Data visualization often delivers insight more naturally. Let’s make some plots for item analysis!

Plot Question’s Score

Let’s plot a distribution of each question’s score. I think that violin plot will be a good one in this case.

But first, we need to transform grades_df_preped to a long format.

grades_df_long <- grades_df_preped %>% 
  # Select Q1 to Q9 columns
  select(starts_with("Q")) %>% 
  # Pivot to long
  tidyr::pivot_longer(cols = starts_with("Q"), names_to = "Questions", values_to = "Mark") %>% 
  # Calculate mean of each questions
  group_by(Questions) %>% 
  mutate(Mark_mean = mean(Mark, na.rm = TRUE)) %>% 
  ungroup()

head(grades_df_long)
#> # A tibble: 6 × 3
#>   Questions  Mark Mark_mean
#>   <chr>     <dbl>     <dbl>
#> 1 Q1            1     0.760
#> 2 Q2            1     0.941
#> 3 Q3            0     0.511
#> 4 Q4            0     0.822
#> 5 Q5            1     0.743
#> 6 Q6            0     0.684

And then let’s plot !

I will put questions in x-axis, and distribution of score in y-axis.

grades_df_long %>% 
  ggplot(aes(Questions, Mark, color = Mark_mean, fill = Mark_mean)) +
  # Violins
  geom_violin(alpha = 0.3, show.legend = F) +
  # Dots
  stat_summary(fun = mean, geom = 'point', show.legend = F) +

  scale_fill_viridis_c(option = "plasma", end = 0.8, begin = 0) +
  scale_color_viridis_c(option = "plasma", end = 0.8, begin = 0) +
  
  labs(x = "Questions", y = "Mark", 
       title = "Question's Score Distribution", 
       caption = "Points indicate question's mean score") 

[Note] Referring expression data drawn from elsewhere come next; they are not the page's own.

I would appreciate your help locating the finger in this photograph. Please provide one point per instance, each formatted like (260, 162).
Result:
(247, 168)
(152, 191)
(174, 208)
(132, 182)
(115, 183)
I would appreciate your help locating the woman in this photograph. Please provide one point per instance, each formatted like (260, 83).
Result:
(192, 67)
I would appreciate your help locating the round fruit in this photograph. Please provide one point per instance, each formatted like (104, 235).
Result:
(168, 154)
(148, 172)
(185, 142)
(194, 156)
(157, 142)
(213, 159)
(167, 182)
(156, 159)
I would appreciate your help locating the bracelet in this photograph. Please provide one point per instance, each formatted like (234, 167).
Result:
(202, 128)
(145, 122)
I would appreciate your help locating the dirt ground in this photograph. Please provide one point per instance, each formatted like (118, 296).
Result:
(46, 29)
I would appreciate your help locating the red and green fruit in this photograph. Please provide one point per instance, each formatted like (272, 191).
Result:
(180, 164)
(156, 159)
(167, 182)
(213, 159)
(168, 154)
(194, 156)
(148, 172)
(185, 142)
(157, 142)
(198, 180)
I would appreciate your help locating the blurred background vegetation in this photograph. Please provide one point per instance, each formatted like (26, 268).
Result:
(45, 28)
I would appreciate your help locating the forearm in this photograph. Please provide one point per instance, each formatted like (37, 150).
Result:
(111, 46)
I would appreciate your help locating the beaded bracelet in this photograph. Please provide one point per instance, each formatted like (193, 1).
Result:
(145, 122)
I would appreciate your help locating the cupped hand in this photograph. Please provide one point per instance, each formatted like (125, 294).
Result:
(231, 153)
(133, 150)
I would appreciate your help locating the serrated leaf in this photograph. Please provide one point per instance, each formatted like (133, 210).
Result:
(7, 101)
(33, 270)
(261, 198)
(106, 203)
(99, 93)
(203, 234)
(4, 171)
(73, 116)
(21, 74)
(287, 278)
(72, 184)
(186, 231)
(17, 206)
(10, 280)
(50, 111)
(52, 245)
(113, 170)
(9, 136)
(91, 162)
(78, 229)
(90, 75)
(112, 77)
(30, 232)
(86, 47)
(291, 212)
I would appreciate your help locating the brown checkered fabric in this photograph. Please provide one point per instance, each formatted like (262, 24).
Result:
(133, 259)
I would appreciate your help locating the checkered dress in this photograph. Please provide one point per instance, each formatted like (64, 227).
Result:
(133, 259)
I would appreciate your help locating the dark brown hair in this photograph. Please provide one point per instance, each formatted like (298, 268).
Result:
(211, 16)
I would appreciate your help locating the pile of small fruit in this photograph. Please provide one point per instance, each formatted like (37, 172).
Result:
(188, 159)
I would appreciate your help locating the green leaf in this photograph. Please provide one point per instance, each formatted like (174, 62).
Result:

Note that the points is the plots above is question’s mean scores, which, in this case, is equal to Difficulty_Index.

(Because, Item Difficulty Index (p) is calculated by mean score of each questions divided by its range. For this example, every questions have a maximum score of 1, so it is equal to mean score of each questions.)

Plot Item Discrimination vs Item Difficulty

Let’s make some text scatter plot with Discrimination_Index in x-axis and 1 - Difficulty_Index in y-axis.

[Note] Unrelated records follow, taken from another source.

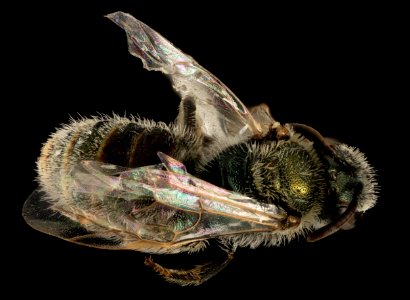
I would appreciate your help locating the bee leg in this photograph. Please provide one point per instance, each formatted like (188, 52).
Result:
(195, 276)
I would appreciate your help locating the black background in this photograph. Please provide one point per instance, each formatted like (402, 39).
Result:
(328, 67)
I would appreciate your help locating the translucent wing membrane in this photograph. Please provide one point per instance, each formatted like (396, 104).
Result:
(218, 110)
(150, 207)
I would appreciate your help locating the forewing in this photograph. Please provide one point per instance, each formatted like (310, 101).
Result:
(219, 112)
(183, 208)
(155, 209)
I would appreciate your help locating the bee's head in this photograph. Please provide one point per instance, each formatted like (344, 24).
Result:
(354, 180)
(351, 180)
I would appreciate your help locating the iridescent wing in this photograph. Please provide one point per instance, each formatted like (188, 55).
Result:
(217, 110)
(157, 209)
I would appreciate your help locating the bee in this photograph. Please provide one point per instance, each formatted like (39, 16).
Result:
(221, 173)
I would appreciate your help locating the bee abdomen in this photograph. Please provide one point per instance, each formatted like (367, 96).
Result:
(120, 141)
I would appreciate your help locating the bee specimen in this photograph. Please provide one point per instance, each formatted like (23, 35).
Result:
(221, 172)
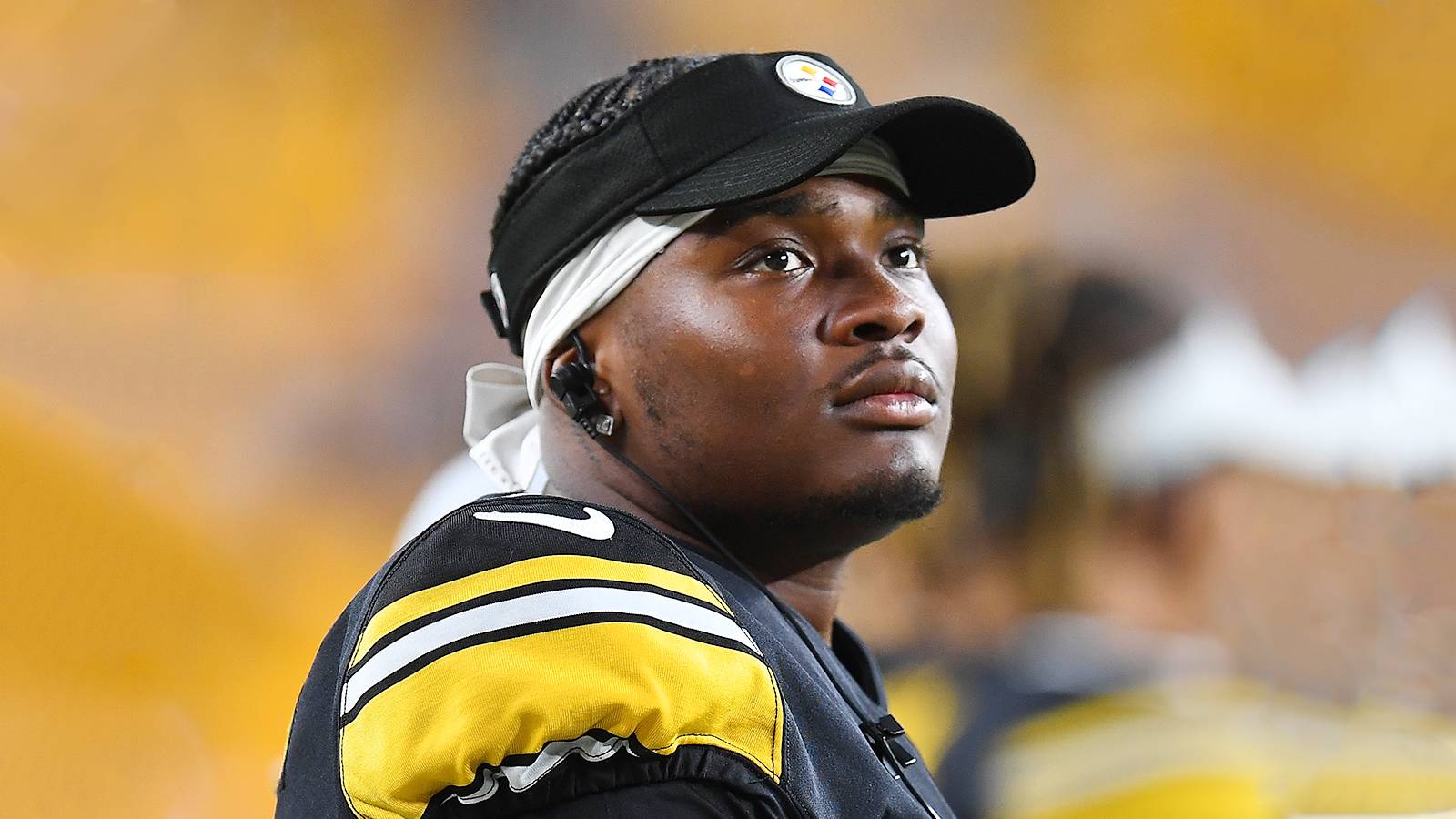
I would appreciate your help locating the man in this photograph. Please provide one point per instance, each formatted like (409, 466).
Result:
(717, 266)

I will use the Difficulty_Level to represent 1 - Difficulty_Index and I will call discriminative power for Discrimination_Index.

question_report_df <- question_report_df %>% 
  mutate(Difficulty_Level = 1 - Difficulty_Index)
question_report_df %>% 
  ggplot(aes(Discrimination_Index, Difficulty_Level, 
             color = Difficulty_Level*Discrimination_Index)) +
  
  geom_text(aes(label = Questions), show.legend = F) +
  
  #scale_y_reverse() +
  expand_limits(x = c(0,1), y = c(0,1)) +
  labs(title = "Question's difficulty vs discrimination",
       x = ("Discrimination Index (r)"),
       y = ("Difficulty Level (1 - p)")) 

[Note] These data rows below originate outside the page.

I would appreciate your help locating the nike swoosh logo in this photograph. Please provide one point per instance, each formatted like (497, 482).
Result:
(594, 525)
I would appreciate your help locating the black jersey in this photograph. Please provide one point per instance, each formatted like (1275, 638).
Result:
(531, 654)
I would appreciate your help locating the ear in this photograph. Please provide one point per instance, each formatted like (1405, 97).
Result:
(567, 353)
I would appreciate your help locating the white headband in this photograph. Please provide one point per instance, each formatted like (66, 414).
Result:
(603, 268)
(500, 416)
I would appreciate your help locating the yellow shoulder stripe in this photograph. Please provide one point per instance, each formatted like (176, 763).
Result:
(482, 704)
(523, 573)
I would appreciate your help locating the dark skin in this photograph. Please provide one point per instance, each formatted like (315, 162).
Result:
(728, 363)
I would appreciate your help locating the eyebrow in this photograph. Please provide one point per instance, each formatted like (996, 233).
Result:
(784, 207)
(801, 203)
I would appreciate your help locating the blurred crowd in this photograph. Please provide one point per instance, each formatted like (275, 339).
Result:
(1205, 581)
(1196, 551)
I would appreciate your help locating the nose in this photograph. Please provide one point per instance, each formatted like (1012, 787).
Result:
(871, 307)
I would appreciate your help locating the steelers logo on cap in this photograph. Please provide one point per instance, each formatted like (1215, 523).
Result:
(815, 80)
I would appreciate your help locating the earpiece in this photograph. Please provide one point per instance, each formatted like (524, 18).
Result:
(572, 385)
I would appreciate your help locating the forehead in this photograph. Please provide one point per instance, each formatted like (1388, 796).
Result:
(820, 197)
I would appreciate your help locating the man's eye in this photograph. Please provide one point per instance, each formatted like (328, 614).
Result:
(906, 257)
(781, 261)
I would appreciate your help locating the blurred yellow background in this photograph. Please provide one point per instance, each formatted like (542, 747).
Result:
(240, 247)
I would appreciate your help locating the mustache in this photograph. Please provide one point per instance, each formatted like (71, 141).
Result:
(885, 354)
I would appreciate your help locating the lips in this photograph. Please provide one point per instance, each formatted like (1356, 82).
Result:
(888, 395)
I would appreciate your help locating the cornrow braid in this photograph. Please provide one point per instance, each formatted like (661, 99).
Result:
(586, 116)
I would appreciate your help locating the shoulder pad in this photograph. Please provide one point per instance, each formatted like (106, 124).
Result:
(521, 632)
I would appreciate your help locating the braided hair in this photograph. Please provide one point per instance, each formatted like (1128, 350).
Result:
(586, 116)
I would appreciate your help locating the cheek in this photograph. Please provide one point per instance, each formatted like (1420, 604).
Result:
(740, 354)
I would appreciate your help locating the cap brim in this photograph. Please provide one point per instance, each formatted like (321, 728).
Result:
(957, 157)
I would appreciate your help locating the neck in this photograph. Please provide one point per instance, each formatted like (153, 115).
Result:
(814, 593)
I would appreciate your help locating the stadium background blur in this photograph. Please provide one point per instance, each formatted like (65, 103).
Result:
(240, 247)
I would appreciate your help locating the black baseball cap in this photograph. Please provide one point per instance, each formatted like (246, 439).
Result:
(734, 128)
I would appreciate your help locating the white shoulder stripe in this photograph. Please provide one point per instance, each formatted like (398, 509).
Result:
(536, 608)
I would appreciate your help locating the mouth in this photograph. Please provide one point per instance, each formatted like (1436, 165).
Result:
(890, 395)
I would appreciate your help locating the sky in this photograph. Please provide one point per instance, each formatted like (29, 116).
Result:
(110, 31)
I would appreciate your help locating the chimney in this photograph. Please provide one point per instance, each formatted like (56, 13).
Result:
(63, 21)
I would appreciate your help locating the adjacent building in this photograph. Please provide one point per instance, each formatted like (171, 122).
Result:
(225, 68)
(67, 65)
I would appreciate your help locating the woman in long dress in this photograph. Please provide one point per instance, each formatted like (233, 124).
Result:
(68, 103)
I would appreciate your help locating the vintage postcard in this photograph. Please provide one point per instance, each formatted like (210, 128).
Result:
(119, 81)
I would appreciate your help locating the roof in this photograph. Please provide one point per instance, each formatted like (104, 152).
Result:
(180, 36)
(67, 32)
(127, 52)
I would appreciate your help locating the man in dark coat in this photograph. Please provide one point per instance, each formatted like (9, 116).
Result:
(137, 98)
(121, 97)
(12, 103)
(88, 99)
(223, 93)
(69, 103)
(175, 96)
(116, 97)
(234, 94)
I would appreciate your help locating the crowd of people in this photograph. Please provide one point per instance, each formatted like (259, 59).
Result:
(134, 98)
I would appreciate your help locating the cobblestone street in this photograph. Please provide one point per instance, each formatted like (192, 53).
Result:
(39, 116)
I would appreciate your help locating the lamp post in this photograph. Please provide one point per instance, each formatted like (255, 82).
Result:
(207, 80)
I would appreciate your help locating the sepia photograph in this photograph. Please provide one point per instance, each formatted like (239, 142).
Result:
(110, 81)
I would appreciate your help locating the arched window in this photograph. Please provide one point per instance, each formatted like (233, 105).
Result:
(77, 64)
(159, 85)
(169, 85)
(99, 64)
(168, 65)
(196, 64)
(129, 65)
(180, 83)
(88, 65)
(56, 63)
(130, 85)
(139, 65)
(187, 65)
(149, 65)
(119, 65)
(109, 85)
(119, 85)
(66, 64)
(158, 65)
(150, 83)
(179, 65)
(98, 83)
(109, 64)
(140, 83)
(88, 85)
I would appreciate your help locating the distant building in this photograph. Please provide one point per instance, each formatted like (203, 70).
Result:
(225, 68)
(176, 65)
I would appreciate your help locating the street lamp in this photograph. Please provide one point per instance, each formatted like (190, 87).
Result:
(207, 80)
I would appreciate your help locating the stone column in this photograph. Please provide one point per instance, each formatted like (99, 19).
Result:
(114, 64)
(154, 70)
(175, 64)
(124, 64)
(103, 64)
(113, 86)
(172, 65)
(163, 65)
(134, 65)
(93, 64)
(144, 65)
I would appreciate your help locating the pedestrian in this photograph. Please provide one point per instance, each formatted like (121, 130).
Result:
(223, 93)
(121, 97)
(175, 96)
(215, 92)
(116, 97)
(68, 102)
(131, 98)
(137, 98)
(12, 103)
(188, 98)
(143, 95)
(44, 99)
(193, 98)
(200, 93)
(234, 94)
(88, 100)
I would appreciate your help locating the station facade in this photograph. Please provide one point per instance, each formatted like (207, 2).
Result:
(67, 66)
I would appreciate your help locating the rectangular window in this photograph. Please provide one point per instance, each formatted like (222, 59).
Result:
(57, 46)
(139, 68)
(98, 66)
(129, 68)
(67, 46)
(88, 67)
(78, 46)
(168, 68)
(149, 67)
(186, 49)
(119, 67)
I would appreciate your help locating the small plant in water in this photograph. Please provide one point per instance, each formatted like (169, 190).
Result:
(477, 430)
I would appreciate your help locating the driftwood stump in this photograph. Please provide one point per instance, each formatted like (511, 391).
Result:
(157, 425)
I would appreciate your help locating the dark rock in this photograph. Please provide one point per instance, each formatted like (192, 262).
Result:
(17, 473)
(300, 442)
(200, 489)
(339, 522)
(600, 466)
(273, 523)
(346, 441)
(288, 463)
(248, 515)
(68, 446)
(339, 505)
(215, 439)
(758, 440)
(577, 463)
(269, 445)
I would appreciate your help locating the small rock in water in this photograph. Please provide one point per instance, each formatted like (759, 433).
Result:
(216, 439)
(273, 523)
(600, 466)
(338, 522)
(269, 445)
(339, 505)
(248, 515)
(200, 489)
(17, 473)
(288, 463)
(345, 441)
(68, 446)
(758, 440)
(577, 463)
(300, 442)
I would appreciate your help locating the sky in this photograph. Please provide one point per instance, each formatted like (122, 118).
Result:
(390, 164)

This plot shows the difficulty level (1 - p) and discriminative power (r) for each questions in one picture.

As we move from the lower-left corner to the upper-right corner of the graph, the difficulty level and discrimination index for questions increases.

By looking at this graph, It seems to me that there are positive correlation between these 2 variables, the more difficult the questions are, the more discriminative power.

Let’s verify this assumption.

res <- cor.test(question_report_df$Difficulty_Level,
                question_report_df$Discrimination_Index,
                method = "pearson")
res
#> 
#>  Pearson's product-moment correlation
#> 
#> data:  question_report_df$Difficulty_Level and question_report_df$Discrimination_Index
#> t = 1.7297, df = 7, p-value = 0.1273
#> alternative hypothesis: true correlation is not equal to 0
#> 95 percent confidence interval:
#>  -0.1836639  0.8884527
#> sample estimates:
#>      cor 
#> 0.547203

The report show that there is a positive correlation (\(r\) = 0.547) between difficulty level (1 - p) and discriminative power (r) of questions, although it is not statistically significant (p-value = 0.127).


Last updated: 01 April 2022